Abdulkadir Selvi'nin "İç savaş çağrısı mı?" başlığıyla yayımlanan (26 Aralık 2017) yazısı şöyle:
Tartışmanın fitilini Meral Akşener ateşledi. Akşener’in 656 No’lu KHK ile iç savaş çağrısı yapıldığını savunan tweet’inin mürekkebi kurumadan CHP devreye girdi. Kılıçdaroğlu’nun başkanlığında yapılan toplantıdan KHK’yı Anayasa Mahkemesi’ne götürme kararı çıktı.
Geçmişinde faili meçhul cinayetlerin bulunduğu bir ülkede bu hassasiyetin oluşması normal. Ayrıca 15 Temmuz’un travmasının hâlâ canlı olduğu bir dönemde, iç savaş çağrışımı yapmak ne demek?
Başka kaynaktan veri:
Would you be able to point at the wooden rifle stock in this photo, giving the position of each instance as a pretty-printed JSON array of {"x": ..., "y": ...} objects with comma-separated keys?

Bunun ima edilmesi dahi tehlikeli. Peki KHK’da iç savaş çağrısı yapılıyor mu? Öyle bir kıyamet koparıldı ki, algı olgunun önüne geçti.
Bu açıdan Adalet Bakanı Abdulhamit Gül ile AK Parti Genel Başkan Yardımcısı Mahir Ünal’ın açıklamaları yerindeydi. Adalet Bakanı Gül “Burada yapılan düzenleme, sadece 15 Temmuz ve sonrasında 16 Temmuz’daki darbe girişiminin püskürtülmesiyle ilgili” dedi. Mahir Ünal “Düzenleme sadece 15 Temmuz gecesi ve 16 Temmuz sabahını ifade ediyor” diye konuştu.
Neden ihtiyaç duyuldu?
Açıklamalarla yetinmedim. Bu düzenlemeye neden ihtiyaç duyulduğu sorusuna cevap aramak üzere AK Parti yöneticileriyle konuştum.
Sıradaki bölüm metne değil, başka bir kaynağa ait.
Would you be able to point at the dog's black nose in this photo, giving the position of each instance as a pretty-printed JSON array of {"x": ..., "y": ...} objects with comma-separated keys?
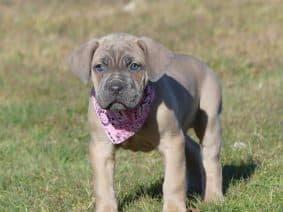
[{"x": 116, "y": 88}]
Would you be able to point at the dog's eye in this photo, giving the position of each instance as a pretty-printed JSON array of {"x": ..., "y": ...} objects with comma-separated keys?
[
  {"x": 134, "y": 67},
  {"x": 100, "y": 67}
]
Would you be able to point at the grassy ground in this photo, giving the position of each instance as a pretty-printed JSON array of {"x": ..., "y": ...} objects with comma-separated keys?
[{"x": 43, "y": 132}]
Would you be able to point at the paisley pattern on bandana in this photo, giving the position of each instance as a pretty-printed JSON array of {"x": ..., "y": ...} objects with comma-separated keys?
[{"x": 123, "y": 124}]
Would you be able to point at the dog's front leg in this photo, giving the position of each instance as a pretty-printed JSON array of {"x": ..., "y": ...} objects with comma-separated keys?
[
  {"x": 102, "y": 160},
  {"x": 172, "y": 148}
]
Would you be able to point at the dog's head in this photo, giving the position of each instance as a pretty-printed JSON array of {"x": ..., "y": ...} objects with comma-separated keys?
[{"x": 120, "y": 66}]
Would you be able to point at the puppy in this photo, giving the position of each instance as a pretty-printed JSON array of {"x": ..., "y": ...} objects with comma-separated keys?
[{"x": 145, "y": 97}]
Öncelikli olarak tartışılan konuyu netleştirmek gerekiyor. İki düzenleme var.
1- 8 Kasım 2016 tarihinde çıkarılan 6755 sayılı Kanun’la 15 Temmuz darbe girişiminin bastırılmasında görev alan kamu görevlilerine “yargılanmama”güvencesi getirilmişti.
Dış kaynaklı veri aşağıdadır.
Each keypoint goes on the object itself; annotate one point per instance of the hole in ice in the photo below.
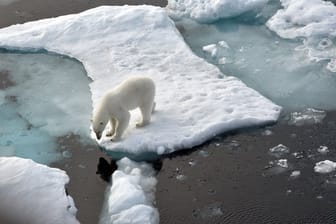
(41, 103)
2- 8 Kasım 2016 tarihli düzenlemenin 37. maddesi’nde, “15.07.2016 tarihinde gerçekleştirilen darbe teşebbüsü ve terör eylemleri ile bunların devamı niteliğindeki eylemlerin bastırılması kapsamında karar alan, karar veya tedbirleri icra eden, her türlü adli ve idari önlemler kapsamında görev alan kişiler ile Olağanüstü Hal süresince yayınlanan Kanun Hükmünde Kararnameler kapsamında karar alan ve görevlerini yerine getiren kişilerin bu karar, görev ve fiilleri nedeniyle hukuki, idari ve cezai sorumlulukları doğmaz”deniliyor.